94話 隠しダンジョン。
94話 隠しダンジョン。
地図の空白を、執拗に塗り潰していくように――センは、世界の隅々まで踏破していく。
古代遺跡の、崩れかけた地下回廊。
天井からは砂と瓦礫が絶えず降り落ち、わずかな振動で崩落しかねない死の通路。
深海の裂け目に沈む、封印領域。
水圧は骨を軋ませ、視界は闇に閉ざされ、そこに在るだけで生命を拒絶する静寂が支配している。
火山の奥底――煮え滾るマグマのさらに下、魔力が澱のように溜まり続けた吹き溜まり。
空気は灼け、呼吸するたびに喉が焼け落ちるような錯覚を伴う、地獄の底。
そして、人類史において一度たりとも足を踏み入れられたことのない禁域。
そこは、存在そのものが歪み、理そのものが拒絶される、世界の裏側。
常人であれば、近づくだけで命を失うような場所。
あるいは、踏み込んだ瞬間に存在ごと消し飛ばされてもおかしくない領域。
それらすべてを、センは――くまなく、執拗に、そして黙々と踏み荒らしていった。
恐怖も、躊躇も、迷いもない。
ただ淡々と、作業のように。
世界の隅に残された『未踏』という概念そのものを、根こそぎ剥ぎ取るかのように。
そして――見つける。
世界が密かに隠し続けてきた『裏の仕組み』を。
古代遺跡の奥深く。
崩落した壁面の裏に紛れるように設けられていた、『隠し階段』。
「おっとぉ! ありましたよ、隠し要素!! うぇっへっへ! ここには、いったい、何があるのかにゃぁ? おじさんに全部、見せてごらんなさいな! ほーら、隠しても無駄だから! うひひひひ!」
階段を降りきった先にあった、誰にも知られていない密室。
そこに眠っていた『古文書』は、ただの記録ではなかった。
暗号化され、幾重にも封じられた『解くこと自体が試練』となっている、意志を持つ情報体。
「うわ……うざぁ……こういうの嫌いぃ……俺、IQ低いから、こういう論理クイズ系無理ぃ……トウシに連絡できたらなぁ……くそ……あいつと一緒に転生してぇなぁ……考えるのやだよぉ……しんどいよぉ……助けてぇえ、ママァアア!」
文句を垂れつつ、どうにか解析に成功(現地人の賢者をかき集めて、無理やり解かせた。超絶有能な人材を500人ぐらい誘拐してきて、朝から晩まで強制的に解析をさせた結果、3年ちょっとで解読することができた)。
突破した先に、さらに用意されていたのは――
現実から切り離された、『秘密の異空間ダンジョン』。
物理法則も、時間の流れも、空間の定義さえも歪んだその領域を、センは迷うことなく進んでいく。
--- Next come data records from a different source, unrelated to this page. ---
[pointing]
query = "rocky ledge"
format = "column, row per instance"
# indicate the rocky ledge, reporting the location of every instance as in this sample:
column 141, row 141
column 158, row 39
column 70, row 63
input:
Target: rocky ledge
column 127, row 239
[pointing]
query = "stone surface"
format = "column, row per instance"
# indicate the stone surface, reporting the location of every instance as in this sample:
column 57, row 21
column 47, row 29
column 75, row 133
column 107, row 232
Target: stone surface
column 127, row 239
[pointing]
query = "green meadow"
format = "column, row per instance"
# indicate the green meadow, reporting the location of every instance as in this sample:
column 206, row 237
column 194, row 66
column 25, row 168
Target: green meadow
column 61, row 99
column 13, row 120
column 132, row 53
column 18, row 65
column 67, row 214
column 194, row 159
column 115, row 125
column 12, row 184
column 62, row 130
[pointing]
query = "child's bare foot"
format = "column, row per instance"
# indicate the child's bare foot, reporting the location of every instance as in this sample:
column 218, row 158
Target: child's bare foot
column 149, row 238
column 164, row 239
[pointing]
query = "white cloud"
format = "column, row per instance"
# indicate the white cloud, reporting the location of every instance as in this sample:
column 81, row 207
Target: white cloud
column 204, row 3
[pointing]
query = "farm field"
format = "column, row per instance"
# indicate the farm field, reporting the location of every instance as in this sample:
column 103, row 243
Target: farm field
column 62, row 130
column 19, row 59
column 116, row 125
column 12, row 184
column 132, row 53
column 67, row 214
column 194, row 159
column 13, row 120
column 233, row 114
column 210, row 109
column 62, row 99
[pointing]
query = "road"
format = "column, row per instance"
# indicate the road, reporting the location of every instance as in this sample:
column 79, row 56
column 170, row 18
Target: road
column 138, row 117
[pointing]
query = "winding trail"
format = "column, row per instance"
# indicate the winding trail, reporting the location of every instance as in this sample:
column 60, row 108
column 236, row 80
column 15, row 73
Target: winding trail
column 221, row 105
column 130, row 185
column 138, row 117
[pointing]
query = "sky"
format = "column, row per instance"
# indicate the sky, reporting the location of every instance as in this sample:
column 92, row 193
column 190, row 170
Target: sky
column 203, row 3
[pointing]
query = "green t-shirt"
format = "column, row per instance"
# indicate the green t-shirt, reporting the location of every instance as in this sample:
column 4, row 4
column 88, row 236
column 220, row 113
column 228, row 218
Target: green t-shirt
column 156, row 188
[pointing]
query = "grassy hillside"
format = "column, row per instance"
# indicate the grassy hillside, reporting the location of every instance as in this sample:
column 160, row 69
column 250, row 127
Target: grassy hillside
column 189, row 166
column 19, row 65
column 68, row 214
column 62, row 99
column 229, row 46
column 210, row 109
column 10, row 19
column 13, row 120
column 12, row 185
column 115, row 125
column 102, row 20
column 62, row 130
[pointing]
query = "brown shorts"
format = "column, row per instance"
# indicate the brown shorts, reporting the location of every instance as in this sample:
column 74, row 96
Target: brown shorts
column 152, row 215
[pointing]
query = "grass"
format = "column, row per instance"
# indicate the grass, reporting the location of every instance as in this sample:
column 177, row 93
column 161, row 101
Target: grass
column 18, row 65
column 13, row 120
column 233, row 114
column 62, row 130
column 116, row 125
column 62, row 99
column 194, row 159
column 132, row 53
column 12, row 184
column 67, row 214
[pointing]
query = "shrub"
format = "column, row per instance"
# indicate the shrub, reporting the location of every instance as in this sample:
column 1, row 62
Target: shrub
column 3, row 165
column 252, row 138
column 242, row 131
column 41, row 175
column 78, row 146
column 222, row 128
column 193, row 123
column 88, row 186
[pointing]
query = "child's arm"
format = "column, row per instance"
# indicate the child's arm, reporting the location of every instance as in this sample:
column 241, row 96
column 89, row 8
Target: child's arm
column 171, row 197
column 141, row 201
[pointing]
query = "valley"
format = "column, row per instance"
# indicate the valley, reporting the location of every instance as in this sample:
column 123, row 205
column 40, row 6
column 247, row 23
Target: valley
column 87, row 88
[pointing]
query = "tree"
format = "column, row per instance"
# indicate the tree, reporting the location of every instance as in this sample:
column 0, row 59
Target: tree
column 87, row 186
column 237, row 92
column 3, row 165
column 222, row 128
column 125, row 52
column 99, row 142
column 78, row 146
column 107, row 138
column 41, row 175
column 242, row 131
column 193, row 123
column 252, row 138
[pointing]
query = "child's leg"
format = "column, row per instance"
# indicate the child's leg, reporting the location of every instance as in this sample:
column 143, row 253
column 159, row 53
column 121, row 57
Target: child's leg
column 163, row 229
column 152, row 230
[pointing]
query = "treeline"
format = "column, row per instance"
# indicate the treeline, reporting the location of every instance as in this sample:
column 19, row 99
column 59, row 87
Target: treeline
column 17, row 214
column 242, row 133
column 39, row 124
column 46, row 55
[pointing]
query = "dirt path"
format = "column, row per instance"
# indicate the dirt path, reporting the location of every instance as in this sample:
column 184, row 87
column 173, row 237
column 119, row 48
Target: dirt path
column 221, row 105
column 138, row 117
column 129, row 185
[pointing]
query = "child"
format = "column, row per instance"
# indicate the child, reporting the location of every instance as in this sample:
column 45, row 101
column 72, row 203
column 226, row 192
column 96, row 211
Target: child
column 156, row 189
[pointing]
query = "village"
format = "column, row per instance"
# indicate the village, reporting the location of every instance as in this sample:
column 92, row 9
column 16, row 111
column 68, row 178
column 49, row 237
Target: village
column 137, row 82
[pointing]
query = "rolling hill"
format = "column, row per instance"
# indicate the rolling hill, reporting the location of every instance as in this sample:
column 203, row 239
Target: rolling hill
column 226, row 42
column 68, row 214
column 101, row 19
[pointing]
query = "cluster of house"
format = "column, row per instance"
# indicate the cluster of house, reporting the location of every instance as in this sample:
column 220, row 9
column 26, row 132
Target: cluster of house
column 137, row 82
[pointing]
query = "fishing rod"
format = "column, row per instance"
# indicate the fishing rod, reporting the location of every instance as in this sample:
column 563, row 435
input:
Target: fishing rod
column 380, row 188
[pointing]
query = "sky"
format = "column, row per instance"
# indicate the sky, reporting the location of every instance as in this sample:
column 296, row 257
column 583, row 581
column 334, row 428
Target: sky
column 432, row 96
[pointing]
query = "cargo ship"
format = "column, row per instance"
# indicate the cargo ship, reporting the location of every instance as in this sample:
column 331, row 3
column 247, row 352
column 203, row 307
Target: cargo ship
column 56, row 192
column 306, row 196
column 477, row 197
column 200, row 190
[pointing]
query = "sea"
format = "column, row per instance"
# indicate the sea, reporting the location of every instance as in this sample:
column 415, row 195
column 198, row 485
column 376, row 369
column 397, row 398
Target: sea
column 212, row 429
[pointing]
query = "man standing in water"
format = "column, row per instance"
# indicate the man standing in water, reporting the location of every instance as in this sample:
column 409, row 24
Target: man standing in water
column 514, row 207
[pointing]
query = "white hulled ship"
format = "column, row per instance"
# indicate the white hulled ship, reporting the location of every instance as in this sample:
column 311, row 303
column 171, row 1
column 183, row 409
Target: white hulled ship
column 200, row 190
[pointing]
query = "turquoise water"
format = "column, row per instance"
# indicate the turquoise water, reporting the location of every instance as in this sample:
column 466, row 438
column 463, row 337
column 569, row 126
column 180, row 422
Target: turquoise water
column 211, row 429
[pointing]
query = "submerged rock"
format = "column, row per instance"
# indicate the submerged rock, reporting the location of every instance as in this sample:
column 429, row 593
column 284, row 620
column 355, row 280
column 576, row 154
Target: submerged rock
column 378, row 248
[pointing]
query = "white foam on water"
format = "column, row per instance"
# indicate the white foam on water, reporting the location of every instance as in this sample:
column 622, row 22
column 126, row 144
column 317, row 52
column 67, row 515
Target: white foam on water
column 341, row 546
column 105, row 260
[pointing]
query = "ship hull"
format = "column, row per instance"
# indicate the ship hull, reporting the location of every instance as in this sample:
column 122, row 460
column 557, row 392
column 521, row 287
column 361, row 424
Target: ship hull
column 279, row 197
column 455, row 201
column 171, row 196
「出てくるモンスターは、どいつもこいつも存在値600程度で雑魚だけど、無駄に長ぇな、このダンジョン。ウゼぇ。……地下何階まであんだよ……」
「おいおい、もう地下『10万』階じゃねぇか。なんだ、10万って。ナメやがって……」
「ちょ、もうマジでえぐいって……今回の隠し要素、色々だるいって……」
「まだぁ?! もうええって! いてまうぞ、マジでぇええ!!!」
罠を踏み抜き、異形を屠り、構造そのものを理解し、根底から破壊し、徹底的に支配する。
そして――その最奥のボスを撃破することで、
センは、ついに『報酬』を獲得した。